Rush-hour on the Bottelnek Pass probably equates to less than 3 vehicles per week. This drive is well and truly off the beaten track and if you've driven all the other big passes in the area, then seek out this very special road as it offers a different type of opportunity to appreciate the wild and rugged Eastern Cape countryside.
Depending on the weather, this pass can be driven in a normal car, but if it's been raining heavily, things could get very slippery, in which case a 4x4 would be a better option. If it's been snowing, dont drive this pass at all in any vehicle, as there are some very steep drop-offs and oddly cambered corners, which could easily induce a slide down the mountain.
The pass is aptly named as the valley down which it descends forms a bottle neck in the north-east. Once you've descended the pass, which is steep and has two very sharp hairpin bends, the road crosses the Bottelnekspruit, then follows this river for many kilometres along a beautiful valley. This exit drive is perhaps more beautiful than the pass itself as the road meanders between lonely farms amongst the foothills of the southern Drakensberg. Here you will see old barns built from dressed sandstone in that unique style specific to the part of the Eastern Cape, where the Scottish influence still runs deep to this day.
The road and the pass form a connecting road between the tarred R58 just west of Barkly East and the gravel surfaced R393 close to the Wartrail and New England area and services just 3 farms. If you're looking for peace, quiet and serenity, then bookmark this pass and spend half a day getting lost in its charm.
***** BOTTELNEK PASS *****
New passes added this week:
Amampoort (Northern Cape)
Amandeihoogte (Northern Cape)
We have just returned from another epic filming trip to the Eastern Cape, where we managed to dodge most of the bad weather and capture good video footage on over 60 passes and poorts over a period of 5 days. Our main goal was to refilm the Big 8 passes (Naude's Nek, Carlisleshoekspruit, Volunteershoek, Lundin's Nek, Joubert's Pass, Bastervoetpad, Barkly Pass and Otto du Plessis pass) as well as film the two new passes of Ben MacDhui and the TTT (Tiffindell Tenahead Traverse). The rain held off and other than some heavy mist on the Eastern side of Naude's Nek, we had a clean run on all the passes.
Once at Tiffindell, we joined up with our Jhb based film unit and tandem filmed the more difficult passes. Once the 10 big passes were completed, we split up in an effort to film as many passes as possible and at the time of writing this news release, our Jhb film unit is still out there working over Chistmas to get the best footage for you.
As mentioned a few weeks ago, these 10 passes will form the basis of the new Ben 10 Challenge, where any 4x4 driver, adventure motorcyclist or MTB cyclist may enter to drive/ride all 10 passes in 7 days. It's not nearly as difficult as it sounds, as we drove all 10 passes in 4 days (admittedly there wasn't much time for relaxing!). The challenge will carry a small entry fee and should be launched within the next six weeks. It will have it's own dedicated page on this website and once you've completed the challenge, you will be allocated a permanent number and your name and efforts will be displayed on the page in perpetuity. The challenge is being actively supported by the local tourism and hospitality industry. Several quality prizes will be on offer and details will be divulged closer to the launch date.

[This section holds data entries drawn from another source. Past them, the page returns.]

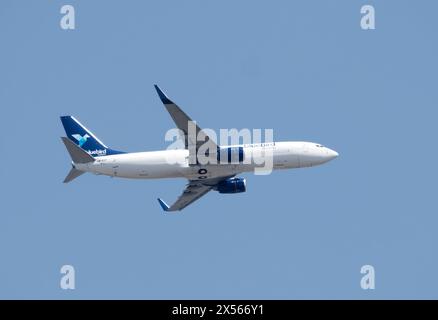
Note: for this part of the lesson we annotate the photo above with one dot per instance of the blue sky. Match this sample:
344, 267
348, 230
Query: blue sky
302, 68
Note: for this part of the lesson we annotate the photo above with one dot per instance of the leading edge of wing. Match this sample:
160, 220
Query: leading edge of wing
193, 191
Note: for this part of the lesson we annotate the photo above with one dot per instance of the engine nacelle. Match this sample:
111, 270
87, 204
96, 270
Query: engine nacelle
232, 185
226, 155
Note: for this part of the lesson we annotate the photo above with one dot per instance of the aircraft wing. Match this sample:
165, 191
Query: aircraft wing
182, 122
193, 191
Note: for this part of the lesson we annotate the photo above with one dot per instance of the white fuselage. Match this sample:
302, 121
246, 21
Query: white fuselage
175, 163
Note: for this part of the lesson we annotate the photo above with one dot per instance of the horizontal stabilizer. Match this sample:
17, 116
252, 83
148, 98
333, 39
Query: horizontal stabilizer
73, 174
77, 154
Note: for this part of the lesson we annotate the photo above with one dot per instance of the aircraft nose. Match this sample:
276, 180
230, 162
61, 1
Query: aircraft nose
332, 154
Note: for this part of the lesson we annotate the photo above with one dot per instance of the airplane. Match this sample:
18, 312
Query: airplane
89, 154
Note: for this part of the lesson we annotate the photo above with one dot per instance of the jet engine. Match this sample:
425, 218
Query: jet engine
232, 185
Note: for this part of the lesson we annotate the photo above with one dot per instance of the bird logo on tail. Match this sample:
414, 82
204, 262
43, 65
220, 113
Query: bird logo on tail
81, 139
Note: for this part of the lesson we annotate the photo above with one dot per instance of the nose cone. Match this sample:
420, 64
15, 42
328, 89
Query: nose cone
331, 154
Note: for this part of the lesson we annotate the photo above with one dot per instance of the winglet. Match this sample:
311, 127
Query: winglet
163, 204
162, 95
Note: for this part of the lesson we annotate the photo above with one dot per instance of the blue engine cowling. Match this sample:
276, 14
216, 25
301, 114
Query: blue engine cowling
227, 155
232, 185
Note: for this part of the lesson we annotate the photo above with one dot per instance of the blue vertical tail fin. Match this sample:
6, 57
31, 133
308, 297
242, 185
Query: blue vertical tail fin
84, 138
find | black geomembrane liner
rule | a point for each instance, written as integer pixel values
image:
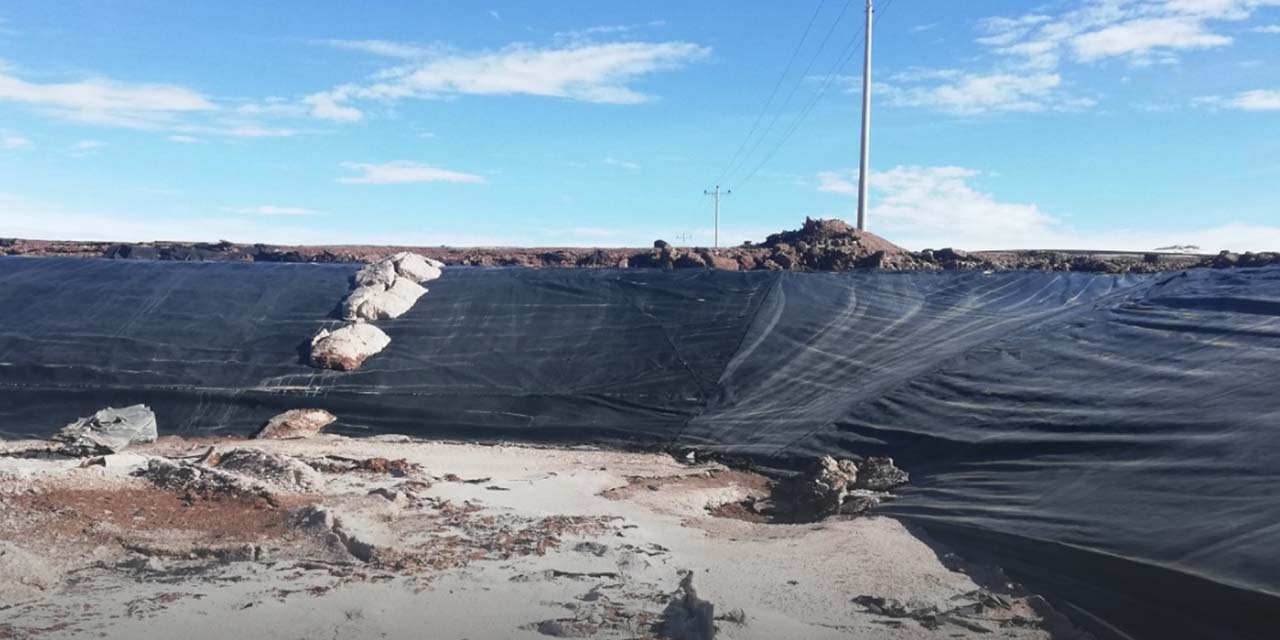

On the way to the Eastern Cape highlands, we managed to film a rash of new passes and poorts. These will be available progressively on the website over the next few months.

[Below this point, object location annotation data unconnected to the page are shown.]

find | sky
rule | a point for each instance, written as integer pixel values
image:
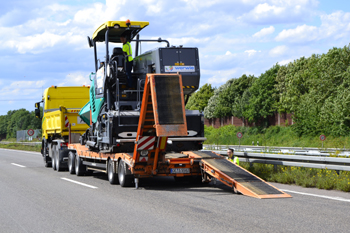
(43, 43)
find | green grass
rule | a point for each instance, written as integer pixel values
(284, 137)
(305, 177)
(272, 136)
(18, 146)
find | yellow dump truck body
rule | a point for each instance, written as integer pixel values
(61, 107)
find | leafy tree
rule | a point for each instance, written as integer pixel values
(209, 110)
(223, 100)
(199, 100)
(263, 97)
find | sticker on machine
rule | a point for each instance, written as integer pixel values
(80, 121)
(179, 69)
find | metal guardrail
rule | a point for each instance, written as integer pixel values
(284, 150)
(23, 143)
(322, 162)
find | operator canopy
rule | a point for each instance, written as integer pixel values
(117, 29)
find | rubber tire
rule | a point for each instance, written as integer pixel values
(46, 158)
(71, 162)
(53, 159)
(124, 179)
(112, 175)
(80, 169)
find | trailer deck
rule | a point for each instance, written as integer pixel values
(235, 176)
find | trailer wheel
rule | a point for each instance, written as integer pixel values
(58, 161)
(53, 159)
(112, 174)
(71, 162)
(80, 169)
(47, 158)
(124, 179)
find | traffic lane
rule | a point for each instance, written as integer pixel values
(41, 196)
(163, 204)
(38, 201)
(313, 191)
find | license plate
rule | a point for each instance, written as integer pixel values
(179, 170)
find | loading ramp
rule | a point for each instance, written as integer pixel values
(234, 176)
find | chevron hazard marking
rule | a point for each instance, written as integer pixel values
(66, 122)
(146, 142)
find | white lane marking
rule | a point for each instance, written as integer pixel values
(28, 152)
(315, 195)
(76, 182)
(18, 165)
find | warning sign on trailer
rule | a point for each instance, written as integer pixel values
(30, 132)
(322, 137)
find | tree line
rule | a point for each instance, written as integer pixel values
(315, 89)
(16, 120)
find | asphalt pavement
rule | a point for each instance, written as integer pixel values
(37, 199)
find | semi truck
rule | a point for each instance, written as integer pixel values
(145, 131)
(61, 107)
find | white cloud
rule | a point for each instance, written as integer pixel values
(219, 77)
(27, 84)
(276, 11)
(278, 51)
(334, 26)
(285, 62)
(300, 33)
(76, 79)
(251, 52)
(264, 32)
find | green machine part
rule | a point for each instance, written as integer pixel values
(94, 105)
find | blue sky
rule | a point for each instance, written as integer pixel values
(43, 43)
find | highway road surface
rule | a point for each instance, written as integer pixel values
(37, 199)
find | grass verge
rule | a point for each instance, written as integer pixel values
(18, 146)
(305, 177)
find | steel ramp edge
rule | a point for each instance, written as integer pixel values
(235, 176)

During one of the climbs of the Carlisleshoekspruit Pass, we were able to successfully recover a VW Polo TDi with a luggage trailer, which had lost traction on the lower gravel section. The driver then tried reversing to a more level area, at which point the trailer jack-knifed. They were in a fair spot of trouble and it was getting dark as well. Having access to our Land Cruiser, meant we could tow the Polo and it's trailer up to the first switchback, where we unhitched the trailer. We towed the Polo (which at that stage was emitting a distinct smell of a burning clutch) to the next hairpin, then reversed back down to hitch up the trailer, whilst the Polo's passengers were dispatched to get a lift in our other camera vehicle a little higher up the pass. Everyone made it up to Tiffindell in one piece and the family enjoyed a wonderful holiday at 2720m ASL. This is a valuable lesson to never attempt to tow a trailer up this pass in any front wheel drive vehicle.
Thought for the day: "Wishing our readers, followers and friends a joyous festive season amongst family and friends. Thank you for your loyal support throughout 2016 and we promise to bring you more in 2017. Drive with care."